Can the systems and applications you develop communicate with users? Can they truly recognize text or speech, understand the meaning, and then dynamically generate intelligent responses? That capability, which can enhance efficiency through automation and accelerate decision-making, is in growing demand in some vertical markets. And you can provide it to your users with natural language generation (NLG) technology.
Jay DeWalt, COO of Arria NLG, says although you may hear natural language processing (NLP) and natural language understanding (NLU) used interchangeably with NLG, they differ significantly.
“NLP and NLU process textual data. Virtual assistants hear a question and then respond with an answer from a template or data from a website. It’s all about the questions,” DeWalt explains. “NLG is 180-degrees the opposite. NLG generates language from data and is all about the Answers.”
DeWalt says you may use all three technologies in a conversational stack: NLP and NLU to recognize speech or text and understand the meaning of the questions the user is asking, and then NLG to generate the response.
Arria’s technology takes NLG further. It dynamically generates stories or reports, similar to how a human professional could. Arria accomplishes this with a tool that captures how humans think. When the Arria solution hears or reads data, it can sort, compare, or perform other tasks that the brain does instantaneously. “The cool thing is Arria can do it at massive scale,” he says. “And the data can change, and Arria can generate new language from it dynamically.”
DeWalt says once language is generated, it can be pushed to a presentation layer — such as a dashboard, Word document, speech synthesis, or HTML page — to communicate with users.
NLG Tells the Story
Systems levering this technology can, for example, determine and report insights from a spreadsheet or data set, and when new data is added dynamically generate a new response or report, which can accelerate business decision-making.
DeWalt says early adopters of NLG technology are proving value and ROI:
Financial Planning & Analysis:
Organizations use NLG to generate written (or voice) reports in real time, investor reports, or financial analysis for clients. When integrated with business intelligence dashboards, NLG narratives complement data visualizations with diagnostic explanations in human language that add depth and context to analyses.
Pharmaceutical: NLG is providing value during clinical trials, aggregating and summarizing data from participating physicians, detecting anomalies, and generating final reports. The clock starts on a pharmaceutical patent’s validity at the beginning of the clinical trial, so quickly managing reporting can maximize the company’s market window. NLG also enables more efficient and cost-effective reporting.
Retail: NLG can create content for specific buyer personas, making messaging and promotions more relevant — and effective. For online retailers, NLG can personalize product descriptions for each customer in real time by leveraging internal records, online analytics and other data sets from multiple sources. It can also automate routine tasks so retailers can focus on business growth.

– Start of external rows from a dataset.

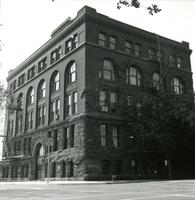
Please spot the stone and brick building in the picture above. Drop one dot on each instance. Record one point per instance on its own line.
(73, 92)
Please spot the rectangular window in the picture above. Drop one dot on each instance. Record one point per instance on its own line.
(113, 101)
(21, 80)
(66, 138)
(102, 98)
(57, 113)
(68, 46)
(138, 108)
(19, 123)
(102, 39)
(172, 60)
(151, 53)
(55, 55)
(74, 106)
(115, 136)
(42, 64)
(52, 112)
(29, 120)
(25, 146)
(112, 43)
(128, 47)
(159, 56)
(103, 135)
(31, 73)
(29, 145)
(179, 62)
(68, 104)
(71, 132)
(41, 115)
(75, 41)
(55, 140)
(137, 50)
(105, 167)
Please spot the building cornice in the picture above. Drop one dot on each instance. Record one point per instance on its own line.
(135, 32)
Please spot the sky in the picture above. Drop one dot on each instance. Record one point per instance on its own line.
(27, 24)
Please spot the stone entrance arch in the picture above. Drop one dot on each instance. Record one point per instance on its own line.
(38, 160)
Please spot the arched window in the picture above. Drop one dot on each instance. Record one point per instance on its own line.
(155, 80)
(41, 90)
(20, 101)
(71, 72)
(108, 70)
(30, 96)
(55, 81)
(133, 76)
(177, 86)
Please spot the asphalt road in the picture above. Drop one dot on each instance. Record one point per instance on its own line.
(154, 190)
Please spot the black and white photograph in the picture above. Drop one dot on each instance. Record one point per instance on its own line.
(97, 99)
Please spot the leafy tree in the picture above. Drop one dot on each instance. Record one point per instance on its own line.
(166, 120)
(152, 9)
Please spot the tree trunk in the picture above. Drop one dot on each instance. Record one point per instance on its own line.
(169, 168)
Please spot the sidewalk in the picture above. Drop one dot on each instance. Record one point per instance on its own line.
(73, 182)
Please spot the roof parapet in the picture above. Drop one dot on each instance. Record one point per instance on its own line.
(62, 26)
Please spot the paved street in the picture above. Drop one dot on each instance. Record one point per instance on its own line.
(154, 190)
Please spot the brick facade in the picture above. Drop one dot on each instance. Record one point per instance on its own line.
(96, 140)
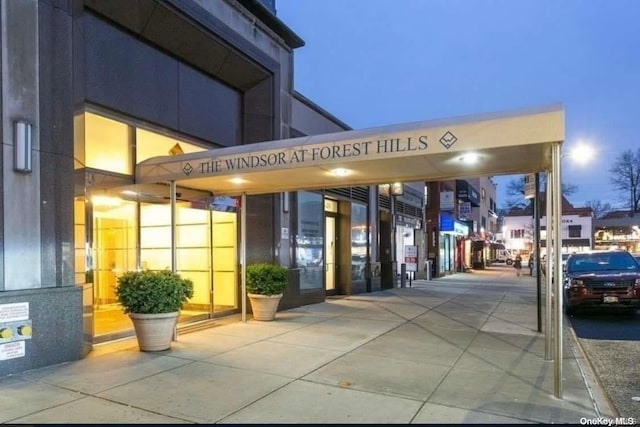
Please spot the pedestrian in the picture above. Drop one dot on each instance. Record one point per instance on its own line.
(517, 264)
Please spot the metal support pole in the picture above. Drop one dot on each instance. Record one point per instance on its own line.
(243, 254)
(172, 198)
(557, 273)
(549, 268)
(394, 255)
(536, 258)
(174, 257)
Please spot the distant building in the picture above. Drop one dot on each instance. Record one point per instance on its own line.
(617, 230)
(518, 228)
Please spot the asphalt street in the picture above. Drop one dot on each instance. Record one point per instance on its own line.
(611, 342)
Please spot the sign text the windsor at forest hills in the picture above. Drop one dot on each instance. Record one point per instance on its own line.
(312, 154)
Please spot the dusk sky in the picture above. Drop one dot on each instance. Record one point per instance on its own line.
(378, 62)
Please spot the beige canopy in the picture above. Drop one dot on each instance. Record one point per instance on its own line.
(512, 143)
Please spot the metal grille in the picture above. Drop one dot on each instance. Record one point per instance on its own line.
(360, 194)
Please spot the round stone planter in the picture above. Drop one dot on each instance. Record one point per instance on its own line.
(154, 331)
(264, 307)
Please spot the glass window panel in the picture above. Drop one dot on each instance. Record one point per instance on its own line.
(155, 237)
(150, 144)
(201, 288)
(192, 235)
(107, 144)
(224, 259)
(225, 289)
(192, 216)
(192, 259)
(155, 259)
(310, 239)
(155, 214)
(358, 241)
(224, 229)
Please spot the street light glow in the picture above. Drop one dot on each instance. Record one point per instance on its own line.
(581, 153)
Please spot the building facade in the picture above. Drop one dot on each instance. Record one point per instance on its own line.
(92, 88)
(518, 228)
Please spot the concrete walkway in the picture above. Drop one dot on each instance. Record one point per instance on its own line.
(461, 349)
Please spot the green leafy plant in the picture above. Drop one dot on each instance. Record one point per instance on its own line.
(266, 279)
(152, 292)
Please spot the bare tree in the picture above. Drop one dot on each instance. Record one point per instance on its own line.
(625, 177)
(599, 209)
(515, 190)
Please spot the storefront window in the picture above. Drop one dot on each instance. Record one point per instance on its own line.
(358, 241)
(151, 144)
(102, 143)
(309, 240)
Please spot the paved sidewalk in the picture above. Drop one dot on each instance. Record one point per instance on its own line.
(461, 349)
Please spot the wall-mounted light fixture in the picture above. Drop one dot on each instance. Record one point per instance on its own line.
(397, 189)
(22, 144)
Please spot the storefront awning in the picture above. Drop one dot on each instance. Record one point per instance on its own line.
(511, 143)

DeWalt says Arria also sees NLG used successfully as a complement to robotic process automation (RPA). For FP&A professionals, RPA-NLG integrations streamline corporate practices of gathering, processing, modeling and NLG finalizes the reporting of data.

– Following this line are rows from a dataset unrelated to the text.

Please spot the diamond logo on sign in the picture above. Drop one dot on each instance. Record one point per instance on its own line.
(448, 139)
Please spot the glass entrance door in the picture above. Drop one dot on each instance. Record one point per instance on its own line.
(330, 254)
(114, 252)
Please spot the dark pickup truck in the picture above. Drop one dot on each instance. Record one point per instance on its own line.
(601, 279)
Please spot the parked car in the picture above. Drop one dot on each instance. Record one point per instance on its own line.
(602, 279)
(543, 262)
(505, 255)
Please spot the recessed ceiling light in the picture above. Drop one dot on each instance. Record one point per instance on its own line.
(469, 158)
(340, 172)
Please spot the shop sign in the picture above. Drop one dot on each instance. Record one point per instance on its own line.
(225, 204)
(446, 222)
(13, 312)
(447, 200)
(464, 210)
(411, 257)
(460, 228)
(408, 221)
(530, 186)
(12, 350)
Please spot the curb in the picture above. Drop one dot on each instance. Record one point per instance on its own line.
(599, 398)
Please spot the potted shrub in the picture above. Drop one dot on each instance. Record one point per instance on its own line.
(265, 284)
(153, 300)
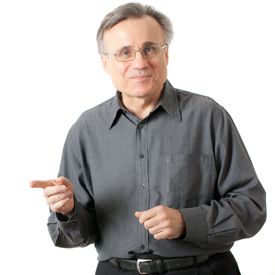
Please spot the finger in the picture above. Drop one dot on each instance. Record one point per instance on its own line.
(54, 190)
(138, 214)
(147, 215)
(63, 181)
(59, 197)
(41, 183)
(59, 206)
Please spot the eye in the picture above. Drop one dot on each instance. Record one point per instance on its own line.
(150, 49)
(125, 53)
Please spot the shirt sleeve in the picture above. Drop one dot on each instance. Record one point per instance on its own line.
(81, 229)
(238, 209)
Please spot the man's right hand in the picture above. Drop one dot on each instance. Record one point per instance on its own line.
(58, 194)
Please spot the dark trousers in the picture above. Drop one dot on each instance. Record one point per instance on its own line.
(221, 264)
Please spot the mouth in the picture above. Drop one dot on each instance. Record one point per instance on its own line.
(140, 77)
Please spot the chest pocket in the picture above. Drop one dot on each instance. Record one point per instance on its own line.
(188, 176)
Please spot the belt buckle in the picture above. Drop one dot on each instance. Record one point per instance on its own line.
(142, 261)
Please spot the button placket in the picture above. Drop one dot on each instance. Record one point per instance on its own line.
(142, 181)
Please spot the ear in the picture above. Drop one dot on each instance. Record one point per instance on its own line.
(104, 60)
(166, 54)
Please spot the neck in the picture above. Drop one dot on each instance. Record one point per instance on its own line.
(140, 107)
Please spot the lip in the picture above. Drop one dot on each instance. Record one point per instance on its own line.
(140, 77)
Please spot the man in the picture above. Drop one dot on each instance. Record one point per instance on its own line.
(158, 178)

RPA platforms process vast amounts of information more quickly than ever before—for example, by automating the ingestion and analysis of both structured and unstructured data with public filings and flagging changes in sentiment on which a research analyst can focus. NLG then processes the data to create sophisticated narratives in a format similar to that written by a human subject matter expert in near real-time.
“Many steps in a workflow process require that a human engages or interacts,” he points out. “So, incorporating NLG can engage the knowledge worker with language.” He adds that NLG-RPA solutions can push out narratives, custom-tailored to specific readers, automatically facilitating communication between robots and humans.
Advice: Choose One Use Case to Start
DeWalt says as soon as Arria’s customers and partners see the potential of their NLG technology, they start imagining uses for it everywhere. “But you have to start somewhere,” he says. “Be focused, choose your first use case and implement it.” This course of action allows you to demonstrate value quickly and then to look for other use cases where it can be applied.
When you reach that point, buckle up. DeWalt comments, “Speed of adoption becomes interesting.”
Arria Connect™, the plug-in used to integrate Arria’s NLG technology with UiPath automations, is now part of UiPath’s ecosystem. For UiPath developers who want to leverage NLG in their automation tasks Arria’s activities are designed to accept either tabular data or JSON data, obtained from an upstream process, into Arria’s NLG Studio platform. Arria’s activities allow users to make API requests to a published Studio project, which then returns a narrative to be consumed by the next UiPath activity.